So in main beginning of my story I have a Bard finishing up a tale of the destruction of a major city in the past. Okay before I get into what I really need help on let me clarify a few things. The story he is telling to his patrons is actually tied to the main story-line, but the reader doesn't know this until later. For most of the novel the POV is going to be told by the Bard which is a support character. At other times it will be someone else for various different reasons.

Anyway what I am looking for is details that I can use to incorporate into the Bard's story-telling. Something that will allow me to draw in the reader. Now here is the back story of what happened.

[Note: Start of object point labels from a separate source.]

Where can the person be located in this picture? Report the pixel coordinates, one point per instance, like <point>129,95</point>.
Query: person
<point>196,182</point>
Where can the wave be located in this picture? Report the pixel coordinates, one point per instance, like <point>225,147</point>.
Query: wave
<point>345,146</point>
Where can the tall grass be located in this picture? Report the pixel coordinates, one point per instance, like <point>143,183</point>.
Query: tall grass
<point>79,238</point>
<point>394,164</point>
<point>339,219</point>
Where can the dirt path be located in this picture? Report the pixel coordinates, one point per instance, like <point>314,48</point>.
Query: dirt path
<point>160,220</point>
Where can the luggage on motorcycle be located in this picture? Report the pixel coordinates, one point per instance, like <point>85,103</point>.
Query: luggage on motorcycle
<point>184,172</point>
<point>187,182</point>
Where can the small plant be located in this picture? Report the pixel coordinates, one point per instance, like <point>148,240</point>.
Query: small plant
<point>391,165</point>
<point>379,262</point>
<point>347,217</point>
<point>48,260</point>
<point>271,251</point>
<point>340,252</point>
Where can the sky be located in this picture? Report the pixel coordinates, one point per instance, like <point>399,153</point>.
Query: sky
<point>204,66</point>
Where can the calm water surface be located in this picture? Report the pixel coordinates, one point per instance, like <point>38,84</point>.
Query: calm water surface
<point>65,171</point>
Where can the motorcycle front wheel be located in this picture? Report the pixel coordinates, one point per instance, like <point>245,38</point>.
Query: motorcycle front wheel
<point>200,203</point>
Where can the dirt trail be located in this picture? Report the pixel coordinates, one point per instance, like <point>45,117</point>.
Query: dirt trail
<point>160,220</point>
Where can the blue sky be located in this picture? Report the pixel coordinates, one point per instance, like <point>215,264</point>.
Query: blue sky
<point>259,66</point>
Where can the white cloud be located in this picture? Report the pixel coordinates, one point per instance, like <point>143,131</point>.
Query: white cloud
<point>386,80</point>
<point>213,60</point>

Many hundreds of years ago a war was brewing in the Capital City of Travincall (The Kingdom hasn't been named yet. Name Suggestions Welcome). When a powerful artifact was destroyed with a from of dark magic. The repercussion of this act resulted in a serious imbalance and mutation of magic, thus causing a massive explosion of raw power. It destroyed about 80% of everything: buildings, people, animals, and landscapes for miles around. Although the explosion didn't effect everything the exact same way. By all counts everything should have been destroyed, but weren't. For Example: Most were killed but some weren't. Those that didn't should have, but they were still affected. Some didn't have magic before that now do. Some had complete memory loss. Some didn't have any injuries what so ever. Some had completely disappeared without a trace.

Also here is a example of my first paragraph, but it will change for I am not satisfied with it. Any and all suggestions, ideas, and corrections are welcome thank you.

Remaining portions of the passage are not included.